Vu l'appel interjeté le 10 décembre 2021 par Monsieur [W] [M] et la S.A.S. [P] [M] à l'encontre du jugement prononcé le 12 novembre 2021 par le tribunal de commerce de Nîmes, dans l'instance n°2021J00009,
Vu les dernières conclusions remises par la voie électronique le 8 mars 2022 par les appelants et le bordereau de pièces qui y est annexé,
Vu les dernières conclusions remises par la voie électronique le 7 juin 2022 par la société Caisse d'Epargne et de prévoyance du Languedoc Roussillon, intimée, et le bordereau de pièces qui y est annexé,
Vu l'ordonnance du 12 avril 2023 de clôture de la procédure à effet différé au 9 novembre 2023,
Vu la demande de Kbis adressée le 27 octobre 2023 aux parties,
Vu le rappel adressé par message électronique du 15 novembre 2023 aux parties,
Vu la communication des 15 et 16 novembre 2023 des extraits Kbis de la société Caisse d'Epargne et de prévoyance du Languedoc Roussillon et de la SAS [P] [M],
Par acte sous signature privée édité le 25 août 2017 et signé le 9 septembre 2017, la Caisse d'épargne et de prévoyance du Languedoc Roussillon a consenti à la S.A.S. [P] [M] un prêt n°4986325 d'un montant de 25 000 euros, aux fins de financement de matériel et de travaux d'aménagement en vue de l'exploitation d'un fonds de commerce de bar restaurant dénommé 'Le bistrot de Saze'. Ce prêt était accordé pour une durée de 60 mois au taux fixe de 1,70%.
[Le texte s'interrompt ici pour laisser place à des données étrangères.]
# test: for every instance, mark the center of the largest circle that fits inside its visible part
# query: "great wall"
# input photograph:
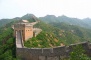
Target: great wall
(56, 53)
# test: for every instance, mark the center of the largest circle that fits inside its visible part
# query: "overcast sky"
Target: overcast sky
(71, 8)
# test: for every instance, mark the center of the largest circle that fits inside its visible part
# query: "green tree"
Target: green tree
(78, 54)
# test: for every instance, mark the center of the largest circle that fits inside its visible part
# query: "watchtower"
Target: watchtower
(25, 28)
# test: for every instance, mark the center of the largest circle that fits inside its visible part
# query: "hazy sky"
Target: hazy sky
(70, 8)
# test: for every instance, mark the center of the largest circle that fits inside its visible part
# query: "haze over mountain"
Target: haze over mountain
(56, 31)
(72, 21)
Suivant engagements séparés consentis le même jour, Messieurs [J] [P] et [W] [M] se sont portés cautions solidaires de la société [P] [M] dans la limite de 16 250 euros, couvrant le paiement du principal, des intérêts et, le cas échéant, des pénalités ou intérêts de retard, pour une durée de 108 mois.
Par acte sous signature privée du 14 septembre 2017, la Caisse d'épargne et de prévoyance du Languedoc Roussillon a consenti à la SAS [P] [M] un prêt n°4995677 d'un montant de 40 000 euros, aux fins d'acquisition d'un fonds de commerce de bar restaurant dénommé 'Le bistrot de Saze'. Ce prêt était accordé pour une durée de 90 mois au taux fixe de 1,92%.
Le même jour, Messieurs [W] [M] et [J] [P] se sont, par actes séparés, portés cautions solidaires de la société [P] [M] en garantie de ce prêt, dans la limite de 26 000 euros, couvrant le paiement du principal des intérêts et, le cas échéant, des pénalités ou intérêts de retard, pour une durée de 138 mois.
Par lettres recommandées avec accusés de réception du 14 novembre 2019, la banque a mis en demeure la société [P] [M] de régler les échéances impayées des deux prêts. Elle a également informé les cautions des difficultés de paiement.
Le 13 février 2020, la banque a prononcé la déchéance du terme des deux prêts consentis et a mis en demeure la société débitrice et les cautions d'avoir à payer la somme de 19 767,04 euros au titre du prêt n°4986325 et la somme de 36 089,90 euros au titre du prêt n°4995677.
En outre, la société [P] [M] a ouvert un compte courant d'entreprise n°[XXXXXXXXXX01] dans les livres de la Caisse d'Epargne.
Par courrier recommandé avec avis de réception du 14 novembre 2019, la banque a mis en demeure la société débitrice d'avoir à régler la somme de 3 526,81 euros avant le 22 novembre 2019, à défaut de quoi elle procéderait à la clôture du compte.
Cette mise en demeure n'ayant pas été suivi d'effet, la banque a procédé à la clôture du compte et a mis en demeure sa débitrice d'avoir à lui payer le solde du compte courant.
Par exploit du 6 janvier 2021, la Caisse d'Epargne et de Prévoyance du Languedoc Roussillon a fait assigner Monsieur [J] [P], Monsieur [W] [M] et la S.A.S. [P] [M] aux fins de les voir condamner solidairement à lui payer les sommes dont elle s'estimait créancière, au titre des deux prêts consentis les 14 septembre et 25 août 2017 et du solde du compte courant.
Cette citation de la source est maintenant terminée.